Out of curiosity, what's the significance of setting the PPU address back to zero? Is that considered good form?
I thought that you said PPU writes were ignored for the first frame?
yeah what's up with that.
@servicedude: I remember reading that if the ppu address lies in the palette ram, and the screen is disabled, it displays the color pointed to in palette ram. So that would ensure that the display color is the one that has just been written (col 0).
Players will be looking at the NES's power button, not the TV, for at least the first five frames that your game is turned on.
tepples wrote:
Players will be looking at the NES's power button, not the TV, for at least the first five frames that your game is turned on.
That's true for the operator of the power button; however, if there's a crowd of spectators, I want to deliver the most professional presentation possible. That one frame could make the difference between a fun party and a trip to the emergency room following an epileptic seizure.
But in this particular case, it seems like a no-go. Oh well, no biggie.
WedNESday wrote:
I thought that you said PPU writes were ignored for the first frame?
- Not every single PPU write, dude.

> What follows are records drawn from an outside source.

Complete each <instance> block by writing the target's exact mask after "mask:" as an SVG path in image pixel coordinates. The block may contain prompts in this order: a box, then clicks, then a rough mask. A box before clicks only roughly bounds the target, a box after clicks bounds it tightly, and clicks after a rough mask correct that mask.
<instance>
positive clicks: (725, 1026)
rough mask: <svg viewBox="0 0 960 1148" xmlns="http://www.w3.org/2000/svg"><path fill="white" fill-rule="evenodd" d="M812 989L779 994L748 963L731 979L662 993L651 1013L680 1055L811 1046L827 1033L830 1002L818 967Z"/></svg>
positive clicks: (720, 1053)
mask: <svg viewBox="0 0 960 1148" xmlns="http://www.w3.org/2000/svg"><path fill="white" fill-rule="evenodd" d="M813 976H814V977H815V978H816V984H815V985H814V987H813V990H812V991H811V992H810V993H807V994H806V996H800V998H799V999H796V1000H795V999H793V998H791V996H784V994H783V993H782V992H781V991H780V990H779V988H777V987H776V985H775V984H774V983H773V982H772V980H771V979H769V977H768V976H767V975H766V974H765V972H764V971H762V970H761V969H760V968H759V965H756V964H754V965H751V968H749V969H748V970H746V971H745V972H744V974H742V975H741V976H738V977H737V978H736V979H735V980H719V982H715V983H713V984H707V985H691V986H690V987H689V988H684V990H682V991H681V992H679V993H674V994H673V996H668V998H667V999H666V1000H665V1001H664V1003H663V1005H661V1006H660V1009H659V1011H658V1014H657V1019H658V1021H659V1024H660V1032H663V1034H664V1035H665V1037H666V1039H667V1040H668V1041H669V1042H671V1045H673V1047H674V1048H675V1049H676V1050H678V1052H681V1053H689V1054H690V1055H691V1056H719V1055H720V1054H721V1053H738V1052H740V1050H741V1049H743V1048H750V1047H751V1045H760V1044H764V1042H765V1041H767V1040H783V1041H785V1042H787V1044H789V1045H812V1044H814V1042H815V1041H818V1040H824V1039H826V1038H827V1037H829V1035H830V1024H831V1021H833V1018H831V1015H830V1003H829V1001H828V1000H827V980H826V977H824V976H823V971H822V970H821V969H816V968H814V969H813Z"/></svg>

Do you know the PPU test ROMs regarding this behaviour?
WedNESday wrote:
I thought that you said PPU writes were ignored for the first frame?

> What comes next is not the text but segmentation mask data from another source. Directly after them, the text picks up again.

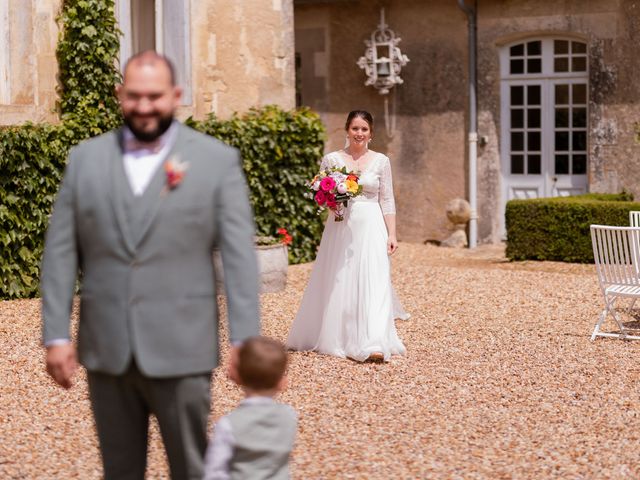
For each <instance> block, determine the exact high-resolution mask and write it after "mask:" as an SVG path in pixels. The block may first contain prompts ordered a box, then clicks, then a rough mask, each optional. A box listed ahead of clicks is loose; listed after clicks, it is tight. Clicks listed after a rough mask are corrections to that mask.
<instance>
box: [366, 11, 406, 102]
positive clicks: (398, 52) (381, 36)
mask: <svg viewBox="0 0 640 480" xmlns="http://www.w3.org/2000/svg"><path fill="white" fill-rule="evenodd" d="M400 40H401V38H400V37H396V34H395V33H394V31H393V30H390V29H389V26H388V25H387V23H386V22H385V20H384V8H383V9H381V10H380V24H379V25H378V28H377V29H376V30H375V31H374V32H373V33H372V34H371V39H370V40H365V42H364V43H365V45H366V46H367V49H366V50H365V52H364V56H363V57H360V59H359V60H358V66H359V67H360V68H362V69H363V70H364V71H365V73H366V75H367V81H366V82H365V85H373V87H374V88H375V89H377V90H378V92H379V93H380V94H381V95H387V94H388V93H389V91H390V90H391V89H392V88H393V87H394V85H400V84H401V83H403V82H402V78H400V70H402V67H404V66H405V65H406V64H407V62H408V61H409V58H407V56H406V55H405V54H403V53H402V52H401V51H400V48H398V43H400Z"/></svg>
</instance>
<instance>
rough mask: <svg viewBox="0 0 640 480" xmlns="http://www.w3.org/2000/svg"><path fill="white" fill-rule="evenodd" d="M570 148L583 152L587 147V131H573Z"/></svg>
mask: <svg viewBox="0 0 640 480" xmlns="http://www.w3.org/2000/svg"><path fill="white" fill-rule="evenodd" d="M572 147H573V148H572V150H577V151H580V152H583V151H585V150H586V149H587V132H573V145H572Z"/></svg>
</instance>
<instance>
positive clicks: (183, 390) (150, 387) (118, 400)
mask: <svg viewBox="0 0 640 480" xmlns="http://www.w3.org/2000/svg"><path fill="white" fill-rule="evenodd" d="M88 380H89V396H90V398H91V405H92V407H93V415H94V418H95V422H96V428H97V430H98V440H99V442H100V450H101V452H102V463H103V467H104V478H105V480H116V479H117V480H143V479H144V473H145V469H146V464H147V433H148V428H149V415H150V414H153V415H155V416H156V418H157V419H158V424H159V425H160V432H161V435H162V440H163V442H164V446H165V450H166V452H167V457H168V460H169V468H170V469H171V478H172V479H173V480H181V479H185V480H186V479H189V480H191V479H198V480H200V479H201V478H202V476H203V474H204V455H205V451H206V447H207V418H208V416H209V410H210V402H211V395H210V385H211V373H207V374H198V375H191V376H184V377H175V378H148V377H145V376H144V375H143V374H142V373H141V372H140V370H138V368H137V366H136V364H135V361H132V362H131V366H130V367H129V368H128V370H127V371H126V372H125V373H124V374H122V375H109V374H104V373H96V372H88Z"/></svg>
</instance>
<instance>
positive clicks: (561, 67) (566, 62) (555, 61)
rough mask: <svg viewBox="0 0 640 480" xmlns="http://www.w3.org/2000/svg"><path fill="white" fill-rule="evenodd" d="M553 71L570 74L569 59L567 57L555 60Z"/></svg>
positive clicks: (562, 57) (554, 60) (557, 58)
mask: <svg viewBox="0 0 640 480" xmlns="http://www.w3.org/2000/svg"><path fill="white" fill-rule="evenodd" d="M553 71H554V72H568V71H569V59H568V58H567V57H560V58H554V59H553Z"/></svg>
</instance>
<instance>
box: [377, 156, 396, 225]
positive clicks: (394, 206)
mask: <svg viewBox="0 0 640 480" xmlns="http://www.w3.org/2000/svg"><path fill="white" fill-rule="evenodd" d="M379 202H380V207H381V208H382V214H383V215H395V214H396V202H395V200H394V199H393V178H392V177H391V163H390V162H389V159H388V158H387V157H385V158H384V160H383V164H382V171H381V172H380V199H379Z"/></svg>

I may have, but later found that it's only after pressing the reset button that they are ignored, or if powering up less than 20 seconds after having last been powered up, not after a "cold" powerup. See the
Wiki page about PPU powerup.
SecretServiceDude wrote:
I gave your code a shot, but unfortunately it didn't work.

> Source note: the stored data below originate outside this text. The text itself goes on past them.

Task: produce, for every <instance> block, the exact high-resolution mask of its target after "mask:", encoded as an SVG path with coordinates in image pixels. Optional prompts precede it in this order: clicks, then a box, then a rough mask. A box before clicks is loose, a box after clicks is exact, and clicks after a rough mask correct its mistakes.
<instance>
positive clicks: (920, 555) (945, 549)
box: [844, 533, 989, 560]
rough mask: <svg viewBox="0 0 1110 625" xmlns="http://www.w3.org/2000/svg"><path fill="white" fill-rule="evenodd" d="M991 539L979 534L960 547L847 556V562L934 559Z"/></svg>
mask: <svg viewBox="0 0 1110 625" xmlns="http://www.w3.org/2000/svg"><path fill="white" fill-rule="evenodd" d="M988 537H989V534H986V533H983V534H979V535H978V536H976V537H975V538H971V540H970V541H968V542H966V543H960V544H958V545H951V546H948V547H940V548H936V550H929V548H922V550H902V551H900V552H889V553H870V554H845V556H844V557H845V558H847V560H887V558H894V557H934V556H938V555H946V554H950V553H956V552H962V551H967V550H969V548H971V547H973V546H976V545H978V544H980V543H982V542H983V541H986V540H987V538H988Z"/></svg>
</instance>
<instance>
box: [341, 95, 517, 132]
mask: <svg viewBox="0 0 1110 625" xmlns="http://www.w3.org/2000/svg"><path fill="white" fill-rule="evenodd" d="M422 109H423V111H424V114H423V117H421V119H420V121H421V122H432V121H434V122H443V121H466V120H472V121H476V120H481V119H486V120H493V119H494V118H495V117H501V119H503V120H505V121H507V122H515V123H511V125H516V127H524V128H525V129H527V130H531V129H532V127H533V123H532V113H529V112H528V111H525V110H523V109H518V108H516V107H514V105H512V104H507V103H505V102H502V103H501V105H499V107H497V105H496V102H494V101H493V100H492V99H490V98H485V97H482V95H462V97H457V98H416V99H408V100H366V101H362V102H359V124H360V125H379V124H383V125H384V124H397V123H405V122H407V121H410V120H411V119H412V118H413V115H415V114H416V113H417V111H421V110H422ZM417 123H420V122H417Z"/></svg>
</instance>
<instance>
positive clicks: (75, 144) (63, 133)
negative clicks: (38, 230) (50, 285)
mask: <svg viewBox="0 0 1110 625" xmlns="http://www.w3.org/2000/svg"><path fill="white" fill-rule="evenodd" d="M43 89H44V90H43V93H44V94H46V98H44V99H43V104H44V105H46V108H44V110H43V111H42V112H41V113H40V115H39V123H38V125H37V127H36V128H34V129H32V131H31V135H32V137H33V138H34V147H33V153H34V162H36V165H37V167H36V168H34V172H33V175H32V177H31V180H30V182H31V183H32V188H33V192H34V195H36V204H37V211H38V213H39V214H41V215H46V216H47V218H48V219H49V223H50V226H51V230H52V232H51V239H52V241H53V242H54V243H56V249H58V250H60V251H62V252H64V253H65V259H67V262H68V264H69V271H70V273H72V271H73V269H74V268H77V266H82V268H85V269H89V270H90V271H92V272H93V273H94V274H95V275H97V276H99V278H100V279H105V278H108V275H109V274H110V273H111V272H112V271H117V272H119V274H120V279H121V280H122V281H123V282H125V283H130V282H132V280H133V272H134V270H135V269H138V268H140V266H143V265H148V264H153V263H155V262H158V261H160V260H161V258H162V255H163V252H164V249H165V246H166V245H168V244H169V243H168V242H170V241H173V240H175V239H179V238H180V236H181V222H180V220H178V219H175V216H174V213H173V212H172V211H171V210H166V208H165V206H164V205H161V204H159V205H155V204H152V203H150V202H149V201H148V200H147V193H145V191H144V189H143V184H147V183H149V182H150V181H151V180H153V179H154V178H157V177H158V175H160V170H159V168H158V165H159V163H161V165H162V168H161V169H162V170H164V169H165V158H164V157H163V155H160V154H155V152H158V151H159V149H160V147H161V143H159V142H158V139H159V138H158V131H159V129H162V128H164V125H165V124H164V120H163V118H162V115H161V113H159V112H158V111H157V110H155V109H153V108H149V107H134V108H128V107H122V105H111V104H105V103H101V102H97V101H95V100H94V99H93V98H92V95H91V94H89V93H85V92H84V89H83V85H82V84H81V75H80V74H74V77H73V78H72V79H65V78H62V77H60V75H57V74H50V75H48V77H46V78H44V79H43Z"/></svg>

Did you try just on emulators? They might not be implementing the correct behavior (as you can see, most people just thought all writes were ignored for a while). Let us know after you try it on hardware.
Quote:
Out of curiosity, what's the significance of setting the PPU address back to zero? Is that considered good form?
In that piece of code, it was probably to get the PPU address register away from the palette area. When it's within the palette area and rendering is off, the color pointed by it gets rendered instead of color 0. If the address register is not pointing at any color, color 0 gets drawn.
Some people, however, insist on resetting the scroll by writing to $2006, even though $2005 and $2000 are enough to do it.
tepples wrote:
Players will be looking at the NES's power button, not the TV, for at least the first five frames that your game is turned on.
Don't bet on it...
Quote:
Players will be looking at the NES's power button, not the TV, for at least the first five frames that your game is turned on.
Even worse, when I play games I usually plug the game in, power the console on, power the TV on and then spend some time so that channel '4' is selected (other channels are snow), so the player isn't likely to watch the screen for 20 seconds after a cold reset.
This is different for a warm reset, tough.
Bregalad wrote:
Even worse, when I play games I usually plug the game in, power the console on, power the TV on and then spend some time so that channel '4' is selected (other channels are snow), so the player isn't likely to watch the screen for 20 seconds after a cold reset.
So, by "the player" you mean you, basically? =)
I'm very different. I guess I have some sort of Obsessive-Compulsive Disorder... By the time I turn the console on, all cables must be already connected and the TV set to the proper input. Then I usually position my hand over the button but will not press it until I'm looking at the screen again. I want to know everything that's going on, and if the game does something weird at power-on I'll want to see it.